When Microsoft and Skype revealed Skype Translator in May, everyone displayed awe and wonder at a service that could finally traverse the language barrier. The premise was that the Skype Translator app would convert speech in real time allowing fluid conversation between speaking partners with different lingual tongues.
Accomplishing something so monumental (and also releasing the beta later this year) is, in itself, a massive challenge. However, there's another layer to this science fiction babel fish, and that's learning the differences between writing and speaking.
Teresa Chong with IEEE Spectrum spoke with the Microsoft development team in Redmond, Wash., about how exactly Skype Translator will handle all the "ums," "ahs," you knows," and "likes" that pockmark everyday speech as well as vocal inflections, which separate a question from a statement. Chong highlights the main problem:
The gap exists between translating text and translating speech because some of the best machine translation systems today are taught using large volumes of high-quality text, which does not include the awkwardness that speech recognition systems deal with.

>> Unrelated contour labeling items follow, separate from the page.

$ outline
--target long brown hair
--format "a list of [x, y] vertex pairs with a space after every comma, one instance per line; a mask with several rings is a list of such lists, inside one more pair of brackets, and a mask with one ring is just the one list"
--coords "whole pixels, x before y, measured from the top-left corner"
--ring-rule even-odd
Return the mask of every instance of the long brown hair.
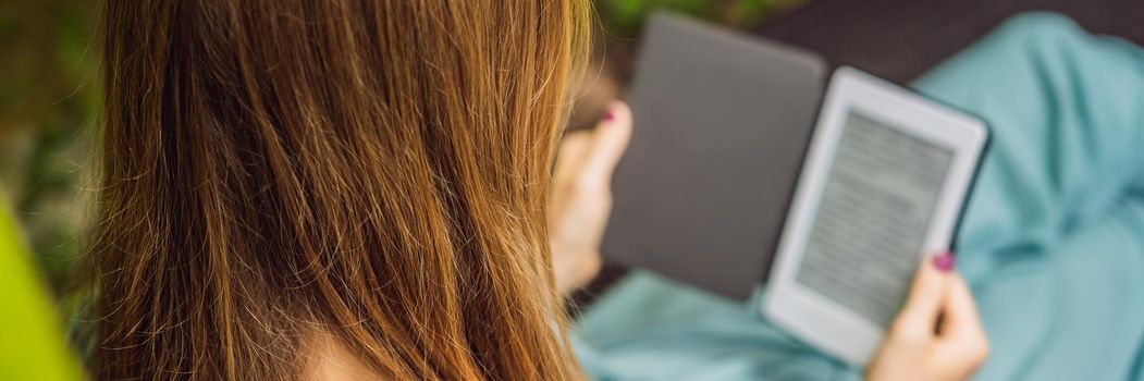
[[546, 205], [575, 0], [108, 0], [100, 379], [578, 368]]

First, Microsoft took the traditional approach, but instead of only mapping phrases between languages, the team went a step further and mapped individual words as well. This helped overcome grammatical inconsistencies across languages. However, this soon brought them to social media where each platform -- primarily Facebook, SMS, and Twitter -- brought a unique challenge. The researchers adapted "social media text nomalization platform" to their existing system and improved text translation by six per cent with one developer saying "it really did move the needle on understanding and translating that type of data better."

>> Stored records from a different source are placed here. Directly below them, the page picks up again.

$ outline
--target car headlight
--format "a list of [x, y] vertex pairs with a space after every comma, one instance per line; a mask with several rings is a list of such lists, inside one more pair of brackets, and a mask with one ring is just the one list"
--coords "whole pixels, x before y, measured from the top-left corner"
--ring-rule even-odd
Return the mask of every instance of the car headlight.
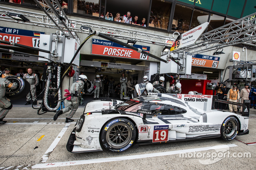
[[85, 116], [84, 115], [82, 115], [79, 118], [79, 119], [78, 119], [77, 121], [77, 124], [76, 124], [76, 131], [79, 132], [80, 132], [80, 131], [81, 131], [85, 118]]

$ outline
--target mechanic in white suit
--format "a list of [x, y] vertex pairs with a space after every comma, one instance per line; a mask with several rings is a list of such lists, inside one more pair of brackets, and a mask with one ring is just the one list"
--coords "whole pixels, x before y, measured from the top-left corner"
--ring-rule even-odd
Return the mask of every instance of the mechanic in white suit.
[[[227, 95], [227, 101], [238, 102], [240, 98], [240, 94], [239, 90], [236, 90], [236, 88], [237, 87], [236, 85], [234, 85], [232, 89], [230, 89], [228, 91], [228, 92]], [[229, 112], [231, 112], [233, 111], [233, 108], [234, 109], [235, 113], [236, 113], [237, 111], [237, 106], [236, 105], [228, 104], [228, 107], [229, 109]]]
[[[81, 75], [78, 77], [78, 81], [76, 81], [72, 84], [69, 90], [69, 92], [71, 94], [70, 100], [67, 100], [65, 108], [61, 110], [58, 110], [53, 117], [53, 120], [57, 120], [60, 115], [67, 113], [70, 110], [72, 107], [73, 109], [69, 113], [69, 115], [66, 118], [66, 123], [68, 123], [74, 121], [71, 118], [76, 113], [78, 108], [79, 105], [79, 97], [81, 94], [82, 91], [84, 88], [84, 84], [87, 80], [87, 77], [84, 75]], [[73, 94], [74, 94], [75, 95]]]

This is another example of how social media is indispensable for research, not just in the social sciences, but in computer science as well. Hopefully, Microsoft will also benefit from Reddit, Imgur, and Twitch's recent endeavours with the Digital Ecologies Research Partnership (of course, called "DERP"), which allows researchers access to community-driven data across their platform.
The evolution of machine language learning is constantly evolving, and now our hashtags, posts, tweets, and digital slang will be a part of Skype Translator's future. [IEEE Spectrum]